Q. How do you know if you need to repair or replace?
ON If your system is in this 15-20 year range and has recurring problems, it is probably time. Talk to a service professional about your options. Replacing will cost more, but will be better in the long run as you save on repairs and potentially see lower energy costs as well. Some use the $ 5,000 rule. Multiply the age of your device in years (e.g. 18) by your estimated repair cost ($ 300). If your total is more than $ 5,000 (our example is $ 5,400), consider replacing your system.
Q. How Much Can a Homeowner Expect to Pay for a New System?
ON Depending on the equipment and location, estimates for a residential system including installation are between $ 4,600 and $ 14,000.
Q. What benefits can you expect when you choose a new device?
ON Peace of mind.
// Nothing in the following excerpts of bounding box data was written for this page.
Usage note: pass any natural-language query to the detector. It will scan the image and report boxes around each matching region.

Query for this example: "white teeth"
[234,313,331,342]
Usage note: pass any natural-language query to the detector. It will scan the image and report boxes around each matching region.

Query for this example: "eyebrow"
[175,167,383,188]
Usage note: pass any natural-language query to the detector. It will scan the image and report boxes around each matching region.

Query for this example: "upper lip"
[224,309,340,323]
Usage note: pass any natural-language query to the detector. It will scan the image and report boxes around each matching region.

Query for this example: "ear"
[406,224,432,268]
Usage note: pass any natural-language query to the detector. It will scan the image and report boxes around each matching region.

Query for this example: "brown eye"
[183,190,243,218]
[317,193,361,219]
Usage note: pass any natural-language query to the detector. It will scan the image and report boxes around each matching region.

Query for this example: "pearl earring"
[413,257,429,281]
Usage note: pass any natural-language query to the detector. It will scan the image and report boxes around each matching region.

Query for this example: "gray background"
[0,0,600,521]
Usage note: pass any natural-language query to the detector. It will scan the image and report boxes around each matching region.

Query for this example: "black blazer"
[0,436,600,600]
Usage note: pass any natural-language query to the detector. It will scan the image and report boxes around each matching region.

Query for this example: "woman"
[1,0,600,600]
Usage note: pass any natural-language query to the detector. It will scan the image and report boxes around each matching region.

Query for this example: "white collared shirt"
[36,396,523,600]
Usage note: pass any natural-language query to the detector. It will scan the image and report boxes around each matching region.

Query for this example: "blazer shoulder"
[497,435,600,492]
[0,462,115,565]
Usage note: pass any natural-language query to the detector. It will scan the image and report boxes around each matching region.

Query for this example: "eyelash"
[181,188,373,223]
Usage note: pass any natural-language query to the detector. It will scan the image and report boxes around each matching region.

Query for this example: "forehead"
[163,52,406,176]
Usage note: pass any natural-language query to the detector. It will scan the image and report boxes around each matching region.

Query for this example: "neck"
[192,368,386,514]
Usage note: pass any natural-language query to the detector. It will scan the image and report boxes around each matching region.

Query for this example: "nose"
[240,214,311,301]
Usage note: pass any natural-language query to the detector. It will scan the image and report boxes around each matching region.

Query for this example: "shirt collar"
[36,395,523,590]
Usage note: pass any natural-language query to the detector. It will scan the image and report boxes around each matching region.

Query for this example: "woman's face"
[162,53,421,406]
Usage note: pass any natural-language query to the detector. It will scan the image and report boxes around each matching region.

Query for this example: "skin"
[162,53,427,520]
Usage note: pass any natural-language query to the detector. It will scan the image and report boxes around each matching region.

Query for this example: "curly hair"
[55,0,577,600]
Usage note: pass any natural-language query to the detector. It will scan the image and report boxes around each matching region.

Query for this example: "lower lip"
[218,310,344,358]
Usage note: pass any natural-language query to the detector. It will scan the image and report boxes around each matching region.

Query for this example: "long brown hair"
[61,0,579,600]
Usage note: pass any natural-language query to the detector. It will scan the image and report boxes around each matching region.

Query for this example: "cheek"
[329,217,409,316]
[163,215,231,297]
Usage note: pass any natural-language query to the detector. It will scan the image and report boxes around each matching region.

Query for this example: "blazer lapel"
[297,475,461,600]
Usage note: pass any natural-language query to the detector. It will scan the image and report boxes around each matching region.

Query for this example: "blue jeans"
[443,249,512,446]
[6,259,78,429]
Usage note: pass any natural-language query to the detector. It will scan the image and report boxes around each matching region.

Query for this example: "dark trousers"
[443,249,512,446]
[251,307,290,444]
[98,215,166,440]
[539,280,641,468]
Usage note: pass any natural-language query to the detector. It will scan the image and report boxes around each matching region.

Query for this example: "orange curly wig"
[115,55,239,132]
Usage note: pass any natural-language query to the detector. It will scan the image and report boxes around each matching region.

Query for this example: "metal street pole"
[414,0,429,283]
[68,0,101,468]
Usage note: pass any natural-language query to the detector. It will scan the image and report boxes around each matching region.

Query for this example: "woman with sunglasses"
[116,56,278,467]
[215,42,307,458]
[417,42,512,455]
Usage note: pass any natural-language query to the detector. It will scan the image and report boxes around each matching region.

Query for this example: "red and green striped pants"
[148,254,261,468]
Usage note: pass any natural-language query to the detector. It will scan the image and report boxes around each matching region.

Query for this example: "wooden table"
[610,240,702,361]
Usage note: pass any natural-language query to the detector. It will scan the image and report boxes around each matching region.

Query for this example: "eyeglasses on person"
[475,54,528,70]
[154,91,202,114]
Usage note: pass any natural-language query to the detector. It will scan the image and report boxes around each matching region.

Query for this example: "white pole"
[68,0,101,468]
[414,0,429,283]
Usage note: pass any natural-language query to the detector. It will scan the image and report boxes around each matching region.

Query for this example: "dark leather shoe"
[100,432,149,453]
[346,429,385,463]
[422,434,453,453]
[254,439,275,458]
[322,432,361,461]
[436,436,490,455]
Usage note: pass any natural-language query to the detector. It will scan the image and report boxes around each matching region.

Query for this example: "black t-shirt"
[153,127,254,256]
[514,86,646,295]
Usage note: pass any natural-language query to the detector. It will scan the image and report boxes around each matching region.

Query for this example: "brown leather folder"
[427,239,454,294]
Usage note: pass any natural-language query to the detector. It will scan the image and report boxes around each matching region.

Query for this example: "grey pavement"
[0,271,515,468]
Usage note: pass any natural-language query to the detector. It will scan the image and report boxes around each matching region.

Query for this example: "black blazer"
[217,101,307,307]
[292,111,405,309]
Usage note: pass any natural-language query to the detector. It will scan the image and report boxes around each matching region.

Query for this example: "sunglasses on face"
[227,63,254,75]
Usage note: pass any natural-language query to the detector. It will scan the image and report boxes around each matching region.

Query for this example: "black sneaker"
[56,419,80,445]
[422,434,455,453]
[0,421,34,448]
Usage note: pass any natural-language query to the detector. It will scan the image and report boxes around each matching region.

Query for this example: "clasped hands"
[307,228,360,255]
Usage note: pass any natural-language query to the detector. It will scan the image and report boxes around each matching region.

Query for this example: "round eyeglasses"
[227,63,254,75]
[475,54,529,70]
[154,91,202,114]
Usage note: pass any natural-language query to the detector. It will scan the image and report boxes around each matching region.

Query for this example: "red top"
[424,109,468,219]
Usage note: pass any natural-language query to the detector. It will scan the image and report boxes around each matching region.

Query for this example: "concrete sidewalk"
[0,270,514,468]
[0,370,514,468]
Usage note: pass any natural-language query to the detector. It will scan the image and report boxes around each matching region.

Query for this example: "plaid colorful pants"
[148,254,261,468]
If you replace your system before it stops working, you won’t freeze in February because your system broke during the night, and you won’t break a sweat waiting for a service call in August.
Lower energy costs. Thanks to regulatory changes, today’s systems are more energy efficient. How much you save on your electricity bill will depend on the insulation of your home, how you use it, and the number of SEERS your new system has. The higher the SEER (Seasonal Energy Efficiency Rate), the greater the savings (and the more expensive the device is). Most states have a minimum of SEER.
Cleaner indoor air. Compared to older systems, today’s systems are better at removing allergens and pet fur from the air. Some systems purify the air better than others. So if you have pets, allergies, or asthma, ask your dealer about indoor air quality.
Better resale value. A new HVAC system will also help if you are looking to sell your home. Having a new system is one less thing a buyer can pay you for.
Q. What’s wrong with the discontinued refrigerant?
ON Newer systems are also more environmentally friendly. Last year the Environmental Protection Agency banned the manufacture or import of the refrigerant known as R-22 or Freon in the US or because of its harmful effects on the ozone layer. Devices older than 10 years use R-22. Newer units use a refrigerant called R-410A. As R-22 gets scarcer, it gets more expensive. Check the label on the compressor to see which one is used by your system. If it says R-22 (or HCFC-22) and it’s going well, leave it. But if the system leaks or breaks, you should probably get a new one. Yes it hurts.
Marni Jameson is the author of six home and lifestyle books including Downsizing The Family Home – What To Save, What To Let Go, “Downsizing The Mixed House – When Two Households Become One” and, in June, “What To Do” With Everything what you own to leave the legacy you want. “You can reach her at marnijameson.com.